"Le monde arabe n’est pas le bloc de l’Est"

Lors de l’émission matinale "De Ochtend" sur Radio 1 (VRT), le commissaire européen au Commerce, Karel De Gucht, a mis l’Europe en garde contre une action trop expéditive dans le cadre d’une reconstruction nationale des pays arabes touchés par les récentes révolutions.

Selon Karel De Gucht, les Nations Unies ne sont pas intervenues trop tard dans la crise libyenne. Il était essentiel d’offrir une base légale aux opérations militaires à travers une résolution de l’ONU. Le commissaire européen estime par ailleurs qu’il est important que l’OTAN ne prenne pas vraiment parti dans une guerre civile mais s’en tienne à cette résolution, et donc à la protection des civiles contre le dictateur.
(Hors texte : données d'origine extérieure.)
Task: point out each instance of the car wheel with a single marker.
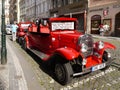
(24, 45)
(63, 73)
(105, 59)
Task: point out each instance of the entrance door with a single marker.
(95, 22)
(117, 25)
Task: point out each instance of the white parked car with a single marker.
(8, 29)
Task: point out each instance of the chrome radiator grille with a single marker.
(87, 40)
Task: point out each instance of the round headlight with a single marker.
(100, 45)
(84, 48)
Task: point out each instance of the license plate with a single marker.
(97, 67)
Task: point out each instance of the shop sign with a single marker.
(105, 12)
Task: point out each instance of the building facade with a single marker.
(104, 11)
(7, 5)
(70, 8)
(98, 11)
(22, 10)
(37, 9)
(14, 11)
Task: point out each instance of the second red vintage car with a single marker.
(21, 31)
(70, 53)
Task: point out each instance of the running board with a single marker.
(40, 54)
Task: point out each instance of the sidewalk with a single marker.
(106, 37)
(11, 74)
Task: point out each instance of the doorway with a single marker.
(95, 22)
(117, 25)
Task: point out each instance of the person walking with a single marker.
(14, 30)
(101, 30)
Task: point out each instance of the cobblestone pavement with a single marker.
(99, 80)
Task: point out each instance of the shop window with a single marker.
(95, 22)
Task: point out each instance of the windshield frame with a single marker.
(63, 22)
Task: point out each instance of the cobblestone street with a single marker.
(99, 80)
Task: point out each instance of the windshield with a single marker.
(25, 25)
(62, 25)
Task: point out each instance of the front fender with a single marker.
(26, 40)
(68, 53)
(109, 46)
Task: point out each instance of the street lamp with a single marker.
(3, 36)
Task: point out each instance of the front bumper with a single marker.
(88, 70)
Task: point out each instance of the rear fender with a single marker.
(107, 45)
(67, 53)
(26, 40)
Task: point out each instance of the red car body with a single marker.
(70, 52)
(22, 29)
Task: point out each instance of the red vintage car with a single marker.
(69, 52)
(21, 31)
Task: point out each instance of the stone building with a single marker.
(14, 11)
(37, 9)
(22, 10)
(98, 11)
(104, 11)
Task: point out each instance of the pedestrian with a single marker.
(14, 30)
(101, 30)
(106, 27)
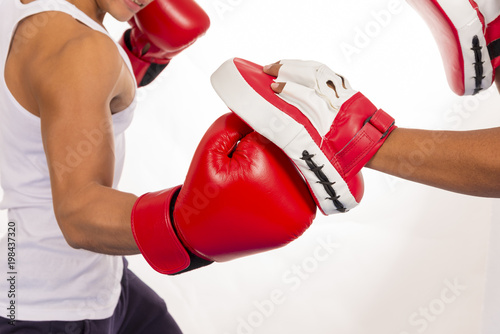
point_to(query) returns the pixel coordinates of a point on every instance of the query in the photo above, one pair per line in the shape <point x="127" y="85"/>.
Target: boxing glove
<point x="467" y="33"/>
<point x="159" y="32"/>
<point x="241" y="196"/>
<point x="326" y="128"/>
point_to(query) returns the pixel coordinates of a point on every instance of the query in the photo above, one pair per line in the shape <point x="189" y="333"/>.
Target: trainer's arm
<point x="466" y="162"/>
<point x="74" y="93"/>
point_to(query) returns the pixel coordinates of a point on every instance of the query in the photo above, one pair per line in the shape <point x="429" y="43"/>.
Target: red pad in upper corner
<point x="459" y="28"/>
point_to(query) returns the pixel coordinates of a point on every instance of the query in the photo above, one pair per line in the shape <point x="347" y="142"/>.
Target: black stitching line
<point x="478" y="65"/>
<point x="317" y="170"/>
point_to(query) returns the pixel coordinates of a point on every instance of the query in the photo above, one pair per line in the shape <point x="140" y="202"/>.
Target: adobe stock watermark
<point x="422" y="319"/>
<point x="365" y="34"/>
<point x="292" y="278"/>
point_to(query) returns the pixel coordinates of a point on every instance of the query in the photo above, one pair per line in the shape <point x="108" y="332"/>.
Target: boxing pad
<point x="241" y="196"/>
<point x="467" y="33"/>
<point x="326" y="128"/>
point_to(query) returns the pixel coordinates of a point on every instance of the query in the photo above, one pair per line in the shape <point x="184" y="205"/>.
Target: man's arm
<point x="74" y="91"/>
<point x="461" y="161"/>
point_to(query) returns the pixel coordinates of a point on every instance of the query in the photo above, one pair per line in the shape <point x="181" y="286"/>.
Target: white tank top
<point x="52" y="280"/>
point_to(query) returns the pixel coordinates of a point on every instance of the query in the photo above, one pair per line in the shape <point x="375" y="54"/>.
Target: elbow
<point x="69" y="224"/>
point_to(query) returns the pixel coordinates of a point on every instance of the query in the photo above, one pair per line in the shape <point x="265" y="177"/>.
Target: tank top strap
<point x="39" y="6"/>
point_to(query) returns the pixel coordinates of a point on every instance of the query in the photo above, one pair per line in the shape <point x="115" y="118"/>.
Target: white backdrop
<point x="410" y="259"/>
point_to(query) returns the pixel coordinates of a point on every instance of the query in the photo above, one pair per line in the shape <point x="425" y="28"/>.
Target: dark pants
<point x="139" y="311"/>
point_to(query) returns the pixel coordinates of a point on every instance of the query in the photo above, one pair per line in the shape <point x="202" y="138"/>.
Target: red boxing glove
<point x="159" y="32"/>
<point x="242" y="196"/>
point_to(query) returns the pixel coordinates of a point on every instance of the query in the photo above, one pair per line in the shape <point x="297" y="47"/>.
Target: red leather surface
<point x="170" y="26"/>
<point x="447" y="40"/>
<point x="154" y="234"/>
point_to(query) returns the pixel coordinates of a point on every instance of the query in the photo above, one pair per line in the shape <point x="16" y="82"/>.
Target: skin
<point x="464" y="162"/>
<point x="73" y="78"/>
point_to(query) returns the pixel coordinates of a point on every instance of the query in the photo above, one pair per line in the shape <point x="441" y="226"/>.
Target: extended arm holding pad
<point x="241" y="196"/>
<point x="326" y="128"/>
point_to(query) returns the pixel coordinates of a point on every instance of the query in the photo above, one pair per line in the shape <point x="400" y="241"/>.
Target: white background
<point x="388" y="265"/>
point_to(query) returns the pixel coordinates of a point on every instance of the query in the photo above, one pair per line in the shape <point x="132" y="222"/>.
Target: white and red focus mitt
<point x="467" y="33"/>
<point x="326" y="128"/>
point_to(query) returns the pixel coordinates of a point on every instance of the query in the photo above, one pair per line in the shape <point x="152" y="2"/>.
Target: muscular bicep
<point x="74" y="93"/>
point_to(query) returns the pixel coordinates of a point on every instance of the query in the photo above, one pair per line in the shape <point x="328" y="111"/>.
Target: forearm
<point x="97" y="218"/>
<point x="465" y="162"/>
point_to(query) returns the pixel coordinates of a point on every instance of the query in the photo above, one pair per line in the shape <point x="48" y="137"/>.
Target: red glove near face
<point x="242" y="196"/>
<point x="159" y="32"/>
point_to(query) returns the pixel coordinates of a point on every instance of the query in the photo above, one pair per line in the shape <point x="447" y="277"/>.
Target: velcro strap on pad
<point x="357" y="152"/>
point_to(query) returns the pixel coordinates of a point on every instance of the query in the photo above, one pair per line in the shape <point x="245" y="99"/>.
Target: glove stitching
<point x="478" y="65"/>
<point x="323" y="180"/>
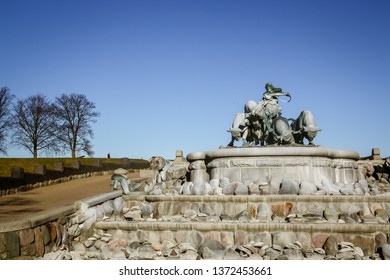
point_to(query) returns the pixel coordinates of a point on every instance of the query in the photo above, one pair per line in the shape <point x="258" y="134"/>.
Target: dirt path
<point x="25" y="204"/>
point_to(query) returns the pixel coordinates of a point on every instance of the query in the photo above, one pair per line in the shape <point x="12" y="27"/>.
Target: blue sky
<point x="171" y="75"/>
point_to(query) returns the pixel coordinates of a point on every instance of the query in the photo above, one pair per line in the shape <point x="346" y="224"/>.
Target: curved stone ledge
<point x="53" y="214"/>
<point x="274" y="151"/>
<point x="250" y="227"/>
<point x="261" y="198"/>
<point x="297" y="163"/>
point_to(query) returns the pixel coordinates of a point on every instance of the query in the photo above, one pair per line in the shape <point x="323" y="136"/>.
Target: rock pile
<point x="377" y="175"/>
<point x="119" y="247"/>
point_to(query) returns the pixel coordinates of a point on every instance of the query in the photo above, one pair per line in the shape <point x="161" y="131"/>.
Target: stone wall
<point x="53" y="230"/>
<point x="239" y="227"/>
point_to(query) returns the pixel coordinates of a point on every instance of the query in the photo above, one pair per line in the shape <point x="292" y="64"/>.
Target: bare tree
<point x="5" y="117"/>
<point x="75" y="115"/>
<point x="34" y="125"/>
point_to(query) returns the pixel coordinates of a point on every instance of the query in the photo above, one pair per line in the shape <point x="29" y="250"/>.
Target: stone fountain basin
<point x="256" y="164"/>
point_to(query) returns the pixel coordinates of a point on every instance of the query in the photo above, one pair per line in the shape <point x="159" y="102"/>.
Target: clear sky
<point x="170" y="75"/>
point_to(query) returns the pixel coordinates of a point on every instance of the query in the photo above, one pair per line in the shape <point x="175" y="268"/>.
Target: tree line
<point x="40" y="126"/>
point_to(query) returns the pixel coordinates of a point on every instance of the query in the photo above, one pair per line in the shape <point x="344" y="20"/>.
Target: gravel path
<point x="25" y="204"/>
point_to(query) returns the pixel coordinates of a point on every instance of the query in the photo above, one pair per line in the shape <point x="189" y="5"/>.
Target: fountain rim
<point x="266" y="151"/>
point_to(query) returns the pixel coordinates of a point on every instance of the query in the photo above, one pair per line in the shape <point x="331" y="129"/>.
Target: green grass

Si l’ancien ministre belge des Affaires étrangères perçoit des similitudes entre les révolutions démocratiques qui ont touché le bloc de l’Est en 1989 et celles qui se déroulent actuellement dans le monde arabe, il voit également de nombreuses différences. L’Europe de l’Est et de l’Ouest sont beaucoup plus proches l’une de l’autre, ce qui avait rendu l’intégration et la reconstruction beaucoup plus aisée.

Pour Karel De Gucht, l’Afrique du Nord diffère énormément de l’Europe. Il met ainsi en garde contre une intervention dans ce qu’on appelle le "nation-building", ou encore la reconstruction et la restructuration nationale. Cet interventionnisme ne peut selon lui avoir lieu, même via l’ONU ou ses casques bleus.

Pour le commissaire européen, la construction de la société et le processus de démocratisation doivent provenir de l’intérieur du pays concerné. L’Europe et les pays occidentaux doivent toutefois soutenir cette tendance, surtout économiquement.